Nous recommandons la lettre recommandée avec accusé de réception comme méthode de routine : elle est relativement peu coûteuse et offre une bonne sécurité juridique. En cas de conflit anticipé (par exemple si le locataire prévoit des difficultés avec le bailleur), la signification par huissier est préférable.
Calcul pratique du délai et gestion des mois courts
Le calcul s’effectue en deux étapes : identifier la date de réception, puis ajouter la durée du préavis prévue par la loi ou le contrat. Attention aux mois de 28, 30 ou 31 jours : si la date anniversaire n’existe pas dans le mois final, on place la fin du préavis au dernier jour de ce mois. Par exemple, un préavis débutant le 31 janvier et d’un mois prendra fin le 28 ou 29 février selon l’année.
Il est utile d’anticiper et de laisser une marge de quelques jours lors de l’envoi pour éviter les mauvaises surprises liées aux retards postaux. Conserver toutes les preuves (copies de lettres, accusés de réception, courriels reçus et signés) permettra de se défendre efficacement en cas de contestation.

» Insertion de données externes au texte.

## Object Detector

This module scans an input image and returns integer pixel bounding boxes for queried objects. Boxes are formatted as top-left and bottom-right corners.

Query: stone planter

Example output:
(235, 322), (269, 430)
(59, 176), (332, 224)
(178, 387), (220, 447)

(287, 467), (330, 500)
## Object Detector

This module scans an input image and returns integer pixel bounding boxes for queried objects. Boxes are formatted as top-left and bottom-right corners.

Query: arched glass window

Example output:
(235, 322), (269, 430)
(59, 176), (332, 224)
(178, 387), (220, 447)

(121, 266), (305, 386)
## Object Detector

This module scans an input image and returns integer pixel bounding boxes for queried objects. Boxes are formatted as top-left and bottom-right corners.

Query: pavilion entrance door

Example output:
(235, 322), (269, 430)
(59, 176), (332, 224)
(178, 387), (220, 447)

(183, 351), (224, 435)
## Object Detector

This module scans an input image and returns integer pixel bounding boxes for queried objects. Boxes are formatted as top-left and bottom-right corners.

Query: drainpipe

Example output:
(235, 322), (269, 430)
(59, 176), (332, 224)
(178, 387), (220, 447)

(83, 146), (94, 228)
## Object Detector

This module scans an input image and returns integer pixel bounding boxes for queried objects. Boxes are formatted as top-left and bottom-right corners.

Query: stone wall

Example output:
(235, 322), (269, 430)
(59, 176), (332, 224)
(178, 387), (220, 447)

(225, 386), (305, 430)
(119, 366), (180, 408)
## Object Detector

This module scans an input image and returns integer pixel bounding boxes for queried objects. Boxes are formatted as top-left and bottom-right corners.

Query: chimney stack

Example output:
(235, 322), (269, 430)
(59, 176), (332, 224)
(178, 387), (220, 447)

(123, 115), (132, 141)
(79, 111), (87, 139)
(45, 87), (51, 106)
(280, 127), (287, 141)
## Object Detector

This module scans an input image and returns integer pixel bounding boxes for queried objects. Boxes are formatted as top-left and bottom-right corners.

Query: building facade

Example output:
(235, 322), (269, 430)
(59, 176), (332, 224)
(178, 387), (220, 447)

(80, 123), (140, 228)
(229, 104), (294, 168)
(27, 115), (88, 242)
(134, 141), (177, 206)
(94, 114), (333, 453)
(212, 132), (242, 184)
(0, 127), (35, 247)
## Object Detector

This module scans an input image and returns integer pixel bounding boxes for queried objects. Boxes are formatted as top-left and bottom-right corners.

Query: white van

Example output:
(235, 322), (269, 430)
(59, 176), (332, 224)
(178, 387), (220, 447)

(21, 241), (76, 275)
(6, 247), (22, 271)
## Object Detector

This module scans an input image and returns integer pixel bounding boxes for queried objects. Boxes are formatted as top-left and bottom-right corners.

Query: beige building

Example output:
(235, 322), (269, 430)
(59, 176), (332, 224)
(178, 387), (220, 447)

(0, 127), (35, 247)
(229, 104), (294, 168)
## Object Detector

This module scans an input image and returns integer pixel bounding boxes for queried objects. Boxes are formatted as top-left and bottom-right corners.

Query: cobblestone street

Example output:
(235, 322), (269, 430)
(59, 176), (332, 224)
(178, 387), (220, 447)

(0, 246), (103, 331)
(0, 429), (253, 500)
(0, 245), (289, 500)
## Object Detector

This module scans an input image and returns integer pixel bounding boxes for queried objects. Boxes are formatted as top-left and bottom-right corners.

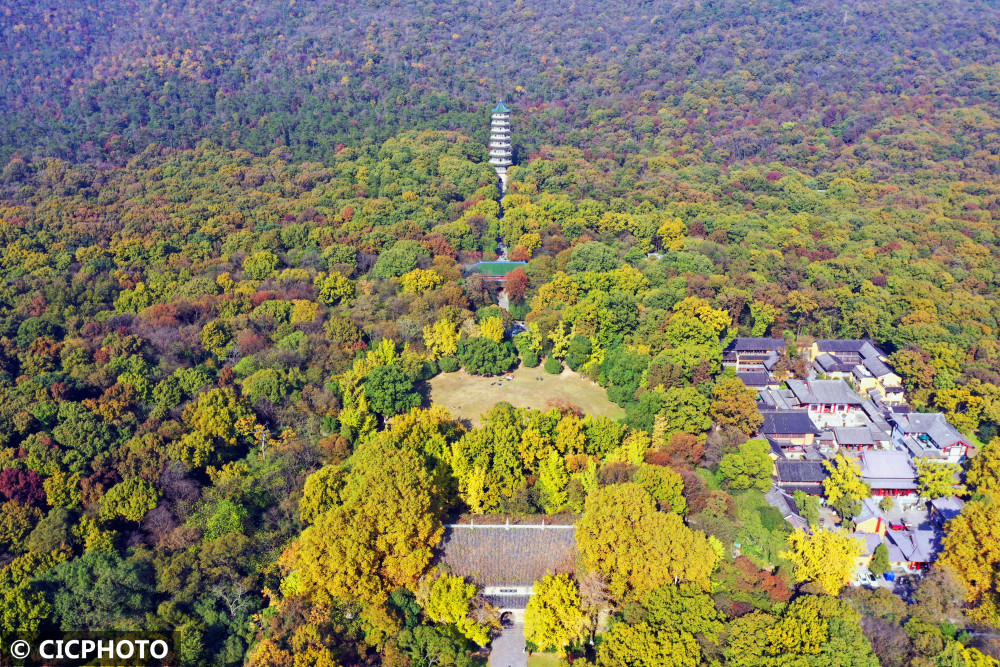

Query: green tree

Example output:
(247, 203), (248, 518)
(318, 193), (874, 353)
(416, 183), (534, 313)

Justificatifs pour bénéficier d’un préavis réduit
Pour bénéficier d’un préavis d’un mois pour motif légitime, il faut transmettre au bailleur des justificatifs recevables : attestation de licenciement ou de fin de contrat, justificatif de mutation, certificat médical lorsque la santé le justifie, ou preuve de l’obtention d’un logement social. Le bailleur peut demander à vérifier ces pièces pour appliquer le délai réduit. En cas de refus injustifié, le locataire peut saisir la commission de conciliation ou le tribunal pour faire reconnaître son droit.
Conseils pratiques
- Envoyez votre congé en recommandé avec accusé de réception et conservez le reçu.

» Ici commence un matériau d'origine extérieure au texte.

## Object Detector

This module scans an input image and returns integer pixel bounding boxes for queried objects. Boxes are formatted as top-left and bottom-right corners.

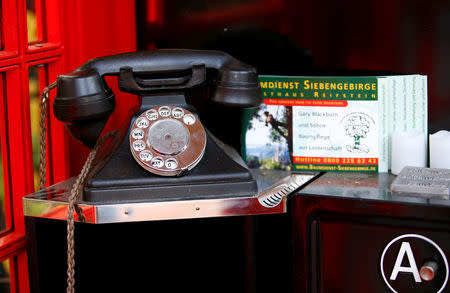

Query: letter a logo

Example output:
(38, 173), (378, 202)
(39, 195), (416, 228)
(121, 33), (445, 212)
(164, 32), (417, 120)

(390, 242), (422, 283)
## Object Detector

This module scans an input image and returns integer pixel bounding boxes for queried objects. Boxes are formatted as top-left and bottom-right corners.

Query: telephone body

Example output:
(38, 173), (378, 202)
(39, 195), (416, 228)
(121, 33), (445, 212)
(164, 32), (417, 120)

(53, 49), (260, 202)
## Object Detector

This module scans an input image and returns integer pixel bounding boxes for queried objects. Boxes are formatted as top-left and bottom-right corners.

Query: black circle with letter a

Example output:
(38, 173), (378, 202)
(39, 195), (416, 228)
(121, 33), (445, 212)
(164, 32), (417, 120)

(380, 234), (449, 293)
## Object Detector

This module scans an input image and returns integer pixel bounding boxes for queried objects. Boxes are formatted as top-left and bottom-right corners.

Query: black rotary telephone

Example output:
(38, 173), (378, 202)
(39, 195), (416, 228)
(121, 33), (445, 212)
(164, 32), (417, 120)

(53, 49), (260, 202)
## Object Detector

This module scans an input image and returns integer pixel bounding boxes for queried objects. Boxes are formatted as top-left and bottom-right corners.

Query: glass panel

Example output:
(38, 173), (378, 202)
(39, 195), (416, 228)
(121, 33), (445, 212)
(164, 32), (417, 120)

(27, 0), (44, 44)
(0, 73), (6, 231)
(28, 65), (46, 190)
(0, 259), (11, 293)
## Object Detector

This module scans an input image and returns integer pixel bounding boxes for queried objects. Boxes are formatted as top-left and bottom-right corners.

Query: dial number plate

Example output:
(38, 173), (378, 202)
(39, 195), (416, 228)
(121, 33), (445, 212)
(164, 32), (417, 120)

(130, 105), (206, 176)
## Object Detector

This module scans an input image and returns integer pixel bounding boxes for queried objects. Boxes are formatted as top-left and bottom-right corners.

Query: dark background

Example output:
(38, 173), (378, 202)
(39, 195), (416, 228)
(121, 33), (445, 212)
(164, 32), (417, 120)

(137, 0), (450, 133)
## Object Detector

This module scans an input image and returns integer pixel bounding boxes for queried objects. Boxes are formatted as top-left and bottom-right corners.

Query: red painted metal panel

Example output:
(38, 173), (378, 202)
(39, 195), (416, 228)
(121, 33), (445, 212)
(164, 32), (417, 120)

(0, 0), (18, 60)
(0, 0), (136, 292)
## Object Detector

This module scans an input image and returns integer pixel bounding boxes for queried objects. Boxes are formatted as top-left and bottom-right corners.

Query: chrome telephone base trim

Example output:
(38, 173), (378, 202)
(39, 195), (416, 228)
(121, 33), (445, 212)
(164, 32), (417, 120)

(23, 171), (319, 224)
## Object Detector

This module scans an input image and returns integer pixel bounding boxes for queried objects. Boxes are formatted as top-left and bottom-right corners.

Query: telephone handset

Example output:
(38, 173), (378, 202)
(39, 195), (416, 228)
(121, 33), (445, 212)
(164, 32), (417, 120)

(53, 49), (260, 201)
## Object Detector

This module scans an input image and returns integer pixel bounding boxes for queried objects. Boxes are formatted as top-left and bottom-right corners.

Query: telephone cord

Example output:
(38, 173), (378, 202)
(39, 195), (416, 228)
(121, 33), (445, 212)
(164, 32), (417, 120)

(39, 82), (117, 293)
(39, 81), (56, 189)
(66, 131), (117, 293)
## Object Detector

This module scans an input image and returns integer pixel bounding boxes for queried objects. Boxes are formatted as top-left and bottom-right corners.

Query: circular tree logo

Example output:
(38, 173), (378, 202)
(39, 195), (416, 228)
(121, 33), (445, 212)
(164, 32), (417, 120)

(380, 234), (449, 293)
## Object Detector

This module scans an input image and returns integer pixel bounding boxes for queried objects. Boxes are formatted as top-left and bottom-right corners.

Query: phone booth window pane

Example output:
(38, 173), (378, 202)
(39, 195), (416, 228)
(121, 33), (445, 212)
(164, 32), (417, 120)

(0, 259), (11, 293)
(27, 0), (45, 44)
(28, 65), (46, 189)
(0, 0), (3, 51)
(0, 73), (7, 232)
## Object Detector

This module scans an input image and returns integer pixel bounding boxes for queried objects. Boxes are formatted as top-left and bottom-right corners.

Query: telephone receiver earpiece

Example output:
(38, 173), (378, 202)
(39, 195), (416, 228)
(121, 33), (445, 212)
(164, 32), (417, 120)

(53, 49), (261, 147)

- Si possible, faites signer une copie par le bailleur lors d’une remise en main propre.
- Si vous anticipez un litige, faites signifier le congé par huissier.
- Conservez tous les justificatifs qui vous permettent d’obtenir un préavis réduit si vous y avez droit.
- Vérifiez la date de fin et organisez votre déménagement quelques jours avant pour éviter toute surprise administrative.
En résumé, la date de réception du congé par le bailleur fixe le début du préavis. Utilisez des moyens de notification probants et conservez toutes les preuves pour éviter les contestations. Une préparation simple et des envois sécurisés permettent de gérer sereinement la fin du bail et d’assurer une transition organisée vers le nouveau logement.